Guess I'll have to go help meangreen360 put his 7" High Lifter on to keep my mind off of mimb lol...


----------



## phreebsd

haha it'll take ya about 5 hours or so.
remember to drill the steering stem first!! (especially if u aint pulling it out to drill it)
You WILL need a angle drill if u do not pull it out.
if you guys need the instructions they are on this server.


----------



## blue beast

that's a long time,i can already feel the shakes coming on!! :aargh4:


----------



## rmax

well i guess i will just have a cig with my coffee, or maybe go over to the hard losers fourm to see what x squirts are down grading, good luck with the move an hope its back up soon


----------



## phreebsd

we have already synced the data to the new site so we estimate total downtime tonight to be 30 mins or less while we copy the database over.

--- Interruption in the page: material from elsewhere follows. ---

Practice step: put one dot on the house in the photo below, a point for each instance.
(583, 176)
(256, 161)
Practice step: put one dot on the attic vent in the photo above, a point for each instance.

this is going to be a great move! 
we're moving to a PHAT machine. 24gb of ram with 8 8-core procs.
i can't wait!


----------



## gpinjason

sweet!! :rockn:


----------



## phreebsd

the time is nearing! 
i hope everyone has had their fix !


----------



## phreebsd

we wont be down near as long as i thought. the data has still been precopying. its got a bit to go..


----------



## 2010Bruterider

Good luck with the move Phreesbd, see you in the morning. Gotta change that secondary spring and check the belt deflection...I love my Brute!!!!!


----------



## phreebsd

thanks bro!

6 mins till closing!

last call for alcohol!!


----------



## gpinjason

Whoo!! gettin my last fix for the night!


----------



## phreebsd

folks, it's been a pleasure serving with you all. 
i hope to see you all on the other side... i hear its muddy over there!
:rockn:


----------



## phreebsd

woohoo!! we made it over!!


see you all soon!
(as your DNS propogates)


----------



## phreebsd

test


----------



## phreebsd

testing


----------



## phreebsd

another test


----------



## gpinjason

That was it? All the hype for that? LOL


----------



## phreebsd

yep that was it.
does it seem faster? sure does to me


----------



## gpinjason

Kinda hard to tell on my iPod... Maybe a little...


----------



## gpinjason

Actually now that u mentioned it... It does seem to be loading faster on my iPod...


----------



## phreebsd

you'll notice a nice increase on a pc. 
everything is zippy and saving a post is instant. 
i like our new home.


----------



## 08GreenBrute

faster to me


----------